By using this command, we conduct an inter-gender attack, that is, the reference audio is uttered by a woman while the target speaker librispeech_p1089 is a man. The original benign speech samples of librispeech_p1089 can be found in the FAKEBOB/data/test-set/librispeech_p1089 folder. An adversarial example generated by the attack is provided in SMACK_Examples/success_gmmSV_librispeech_p1089.wav, and its success can be validated in the basic test 4. The associated printed output throughout the optimization process is also provided in SMACK_Examples/success_gmmSV_librispeech_p1089.txt. Each query to SR models is much more time-consuming than ASR models; therefore this attack against GMM-based models can take about 8 compute-hour.

The command used to launch the attack against ivector-based SR model is similar:

$ python3 attack.py --audio "./Original_MyVoiceIsThePassword.wav" --model ivectorCSI --content "My voice is the password" --target librispeech_p1089

And the sample audio and intermediate results are provided in SMACK_Examples/success_ivectorCSI_librispeech_p1089.wav, SMACK_Examples/success_ivectorCSI_librispeech_p1089_1.wav, and SMACK_Examples/success_ivectorCSI_librispeech_p1089.txt respectively. Similar to attacks against GMM-based models, this attack against ivector-based models can take 8 compute-hour.

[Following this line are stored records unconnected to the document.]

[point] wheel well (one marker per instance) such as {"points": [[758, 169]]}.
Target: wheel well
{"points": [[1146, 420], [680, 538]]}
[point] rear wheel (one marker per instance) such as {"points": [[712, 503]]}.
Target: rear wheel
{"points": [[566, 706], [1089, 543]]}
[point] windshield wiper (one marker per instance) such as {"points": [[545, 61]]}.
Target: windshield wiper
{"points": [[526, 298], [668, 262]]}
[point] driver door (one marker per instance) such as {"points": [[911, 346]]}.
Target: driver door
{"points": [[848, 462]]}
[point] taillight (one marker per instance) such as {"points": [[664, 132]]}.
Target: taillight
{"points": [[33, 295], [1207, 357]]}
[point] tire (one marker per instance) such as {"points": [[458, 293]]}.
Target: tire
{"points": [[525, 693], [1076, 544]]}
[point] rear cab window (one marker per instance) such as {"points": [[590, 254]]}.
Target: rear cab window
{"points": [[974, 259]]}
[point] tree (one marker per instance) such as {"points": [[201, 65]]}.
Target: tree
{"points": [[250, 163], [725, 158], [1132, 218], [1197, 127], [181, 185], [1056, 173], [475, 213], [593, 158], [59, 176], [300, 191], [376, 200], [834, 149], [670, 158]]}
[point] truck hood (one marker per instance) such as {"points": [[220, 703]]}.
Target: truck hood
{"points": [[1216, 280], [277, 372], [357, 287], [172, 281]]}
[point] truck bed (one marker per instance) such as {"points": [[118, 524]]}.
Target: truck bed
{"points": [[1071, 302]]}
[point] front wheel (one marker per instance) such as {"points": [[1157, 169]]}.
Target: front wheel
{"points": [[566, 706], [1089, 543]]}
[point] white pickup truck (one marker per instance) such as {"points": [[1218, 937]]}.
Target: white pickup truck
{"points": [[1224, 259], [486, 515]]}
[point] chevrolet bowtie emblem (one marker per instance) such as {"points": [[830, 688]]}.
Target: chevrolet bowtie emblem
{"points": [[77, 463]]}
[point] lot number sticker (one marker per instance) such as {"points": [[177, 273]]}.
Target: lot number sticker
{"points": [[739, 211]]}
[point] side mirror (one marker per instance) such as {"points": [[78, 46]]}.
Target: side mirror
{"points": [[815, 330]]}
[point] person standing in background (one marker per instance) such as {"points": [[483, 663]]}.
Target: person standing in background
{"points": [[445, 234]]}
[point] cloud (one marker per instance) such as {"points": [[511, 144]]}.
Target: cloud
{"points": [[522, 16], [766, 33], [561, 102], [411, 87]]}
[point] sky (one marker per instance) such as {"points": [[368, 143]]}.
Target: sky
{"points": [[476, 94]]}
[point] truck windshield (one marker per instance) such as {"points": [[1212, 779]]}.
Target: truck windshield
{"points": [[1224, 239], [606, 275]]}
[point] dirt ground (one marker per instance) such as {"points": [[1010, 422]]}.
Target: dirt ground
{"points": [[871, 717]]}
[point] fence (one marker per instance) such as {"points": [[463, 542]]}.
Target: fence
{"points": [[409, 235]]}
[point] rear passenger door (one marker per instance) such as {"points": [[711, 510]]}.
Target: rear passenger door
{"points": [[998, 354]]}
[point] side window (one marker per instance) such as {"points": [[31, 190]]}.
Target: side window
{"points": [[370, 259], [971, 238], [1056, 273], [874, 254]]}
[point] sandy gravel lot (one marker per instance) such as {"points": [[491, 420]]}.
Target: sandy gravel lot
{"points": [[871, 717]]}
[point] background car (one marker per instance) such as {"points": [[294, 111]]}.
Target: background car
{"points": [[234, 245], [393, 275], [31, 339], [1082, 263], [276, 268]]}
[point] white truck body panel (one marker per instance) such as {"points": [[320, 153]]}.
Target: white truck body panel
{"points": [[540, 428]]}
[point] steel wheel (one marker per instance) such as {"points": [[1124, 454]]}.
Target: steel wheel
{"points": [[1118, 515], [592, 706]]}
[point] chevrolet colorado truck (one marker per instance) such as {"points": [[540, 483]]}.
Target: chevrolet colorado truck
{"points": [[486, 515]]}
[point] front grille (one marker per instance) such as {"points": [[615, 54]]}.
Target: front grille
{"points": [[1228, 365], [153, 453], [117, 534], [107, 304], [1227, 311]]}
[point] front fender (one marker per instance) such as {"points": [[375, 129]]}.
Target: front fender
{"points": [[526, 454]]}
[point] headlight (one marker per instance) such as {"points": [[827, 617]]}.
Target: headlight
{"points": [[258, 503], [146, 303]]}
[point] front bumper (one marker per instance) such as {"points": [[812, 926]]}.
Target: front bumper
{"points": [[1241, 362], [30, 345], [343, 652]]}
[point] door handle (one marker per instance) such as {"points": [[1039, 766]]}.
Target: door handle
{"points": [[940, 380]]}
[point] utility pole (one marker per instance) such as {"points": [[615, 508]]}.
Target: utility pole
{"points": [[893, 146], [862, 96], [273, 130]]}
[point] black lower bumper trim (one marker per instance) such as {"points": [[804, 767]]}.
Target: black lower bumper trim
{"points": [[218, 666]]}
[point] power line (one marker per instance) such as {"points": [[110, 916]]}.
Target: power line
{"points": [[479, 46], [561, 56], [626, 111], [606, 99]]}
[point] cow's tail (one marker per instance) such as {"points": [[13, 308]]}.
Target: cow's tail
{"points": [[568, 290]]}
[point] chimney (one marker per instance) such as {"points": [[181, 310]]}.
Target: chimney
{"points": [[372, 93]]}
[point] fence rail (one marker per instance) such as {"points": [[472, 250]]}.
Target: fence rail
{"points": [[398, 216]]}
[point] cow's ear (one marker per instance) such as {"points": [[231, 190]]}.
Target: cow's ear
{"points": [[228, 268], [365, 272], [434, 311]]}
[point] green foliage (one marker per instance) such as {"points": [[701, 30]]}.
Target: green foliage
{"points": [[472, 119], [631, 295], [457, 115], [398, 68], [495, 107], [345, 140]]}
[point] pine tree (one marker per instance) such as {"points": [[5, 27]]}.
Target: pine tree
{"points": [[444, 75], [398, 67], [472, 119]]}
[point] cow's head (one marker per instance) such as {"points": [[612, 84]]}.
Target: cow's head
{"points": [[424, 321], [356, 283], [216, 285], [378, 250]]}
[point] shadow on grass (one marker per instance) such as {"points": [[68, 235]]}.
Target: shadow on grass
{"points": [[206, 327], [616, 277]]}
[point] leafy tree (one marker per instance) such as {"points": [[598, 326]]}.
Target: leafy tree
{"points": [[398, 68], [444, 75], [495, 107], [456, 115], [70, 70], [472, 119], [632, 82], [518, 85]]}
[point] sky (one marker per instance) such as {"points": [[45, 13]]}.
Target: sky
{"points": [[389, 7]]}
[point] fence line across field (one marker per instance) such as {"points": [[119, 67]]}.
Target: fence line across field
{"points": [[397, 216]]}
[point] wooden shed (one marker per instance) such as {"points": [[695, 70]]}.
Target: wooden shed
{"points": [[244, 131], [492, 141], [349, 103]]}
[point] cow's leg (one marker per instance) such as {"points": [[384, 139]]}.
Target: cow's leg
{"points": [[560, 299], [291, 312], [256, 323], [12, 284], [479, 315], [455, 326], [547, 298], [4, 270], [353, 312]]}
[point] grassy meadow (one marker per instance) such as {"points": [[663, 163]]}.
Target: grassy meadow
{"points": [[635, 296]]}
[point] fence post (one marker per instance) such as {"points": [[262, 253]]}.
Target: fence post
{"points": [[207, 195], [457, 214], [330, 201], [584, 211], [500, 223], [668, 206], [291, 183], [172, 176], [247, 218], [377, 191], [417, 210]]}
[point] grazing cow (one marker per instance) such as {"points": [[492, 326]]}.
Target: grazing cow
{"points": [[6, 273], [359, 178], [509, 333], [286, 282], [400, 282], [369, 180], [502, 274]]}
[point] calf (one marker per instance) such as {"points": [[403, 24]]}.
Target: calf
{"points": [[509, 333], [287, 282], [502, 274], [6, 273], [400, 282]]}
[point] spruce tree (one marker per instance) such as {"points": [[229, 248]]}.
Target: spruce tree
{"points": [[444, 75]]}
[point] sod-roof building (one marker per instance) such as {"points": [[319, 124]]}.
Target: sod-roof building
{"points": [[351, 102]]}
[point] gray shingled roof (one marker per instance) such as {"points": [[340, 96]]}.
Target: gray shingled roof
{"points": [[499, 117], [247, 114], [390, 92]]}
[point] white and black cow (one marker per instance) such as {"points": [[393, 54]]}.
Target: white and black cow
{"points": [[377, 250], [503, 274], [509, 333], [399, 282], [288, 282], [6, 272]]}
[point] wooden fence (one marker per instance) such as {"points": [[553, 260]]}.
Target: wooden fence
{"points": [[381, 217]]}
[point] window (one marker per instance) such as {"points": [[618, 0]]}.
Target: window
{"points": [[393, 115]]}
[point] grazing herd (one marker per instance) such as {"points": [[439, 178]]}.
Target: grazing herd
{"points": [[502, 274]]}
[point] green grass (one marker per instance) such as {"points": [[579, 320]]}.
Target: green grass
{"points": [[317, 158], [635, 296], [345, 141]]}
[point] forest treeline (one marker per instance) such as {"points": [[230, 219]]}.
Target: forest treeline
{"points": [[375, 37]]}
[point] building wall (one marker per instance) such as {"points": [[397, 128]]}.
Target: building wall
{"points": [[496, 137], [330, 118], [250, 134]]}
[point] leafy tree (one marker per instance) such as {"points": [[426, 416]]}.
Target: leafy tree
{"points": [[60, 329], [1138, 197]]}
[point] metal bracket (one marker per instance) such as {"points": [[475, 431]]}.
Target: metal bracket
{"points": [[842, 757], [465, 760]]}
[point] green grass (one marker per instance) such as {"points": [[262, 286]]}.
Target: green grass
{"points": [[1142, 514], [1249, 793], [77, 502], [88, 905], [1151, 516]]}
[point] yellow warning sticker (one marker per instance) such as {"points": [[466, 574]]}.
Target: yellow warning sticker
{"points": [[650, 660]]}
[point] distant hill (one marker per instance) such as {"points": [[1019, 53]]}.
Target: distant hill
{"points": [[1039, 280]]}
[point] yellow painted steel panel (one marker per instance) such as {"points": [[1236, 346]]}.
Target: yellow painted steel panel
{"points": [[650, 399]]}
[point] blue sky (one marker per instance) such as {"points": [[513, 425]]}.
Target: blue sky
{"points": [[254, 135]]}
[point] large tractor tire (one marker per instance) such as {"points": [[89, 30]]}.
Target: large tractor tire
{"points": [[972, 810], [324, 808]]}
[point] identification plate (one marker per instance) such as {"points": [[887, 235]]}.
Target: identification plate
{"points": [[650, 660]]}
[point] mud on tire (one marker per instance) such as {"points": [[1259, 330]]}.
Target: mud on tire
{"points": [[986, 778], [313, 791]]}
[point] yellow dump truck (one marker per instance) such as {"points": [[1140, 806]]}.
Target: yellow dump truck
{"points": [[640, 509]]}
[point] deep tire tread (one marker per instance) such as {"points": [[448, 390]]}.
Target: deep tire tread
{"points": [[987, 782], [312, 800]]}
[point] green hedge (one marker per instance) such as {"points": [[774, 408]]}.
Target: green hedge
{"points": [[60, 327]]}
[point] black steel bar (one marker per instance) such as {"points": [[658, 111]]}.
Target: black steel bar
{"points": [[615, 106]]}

(Optional for Extended Testing) Besides our provided pre-trained models, you can also choose to create your own by enrolling new speakers. You will need to manually place speech samples of the speaker to be enrolled under the folder FAKEBOB/data/enrollment-set. Then simply run the command as follows:

$ python3 speaker_enroll.py

Other Notes

The attack against commercial APIs can sometimes fail due to unstable connections. In the cases that APIs constantly return meaningless responses, please first try basic test 3 and see if the queries work well.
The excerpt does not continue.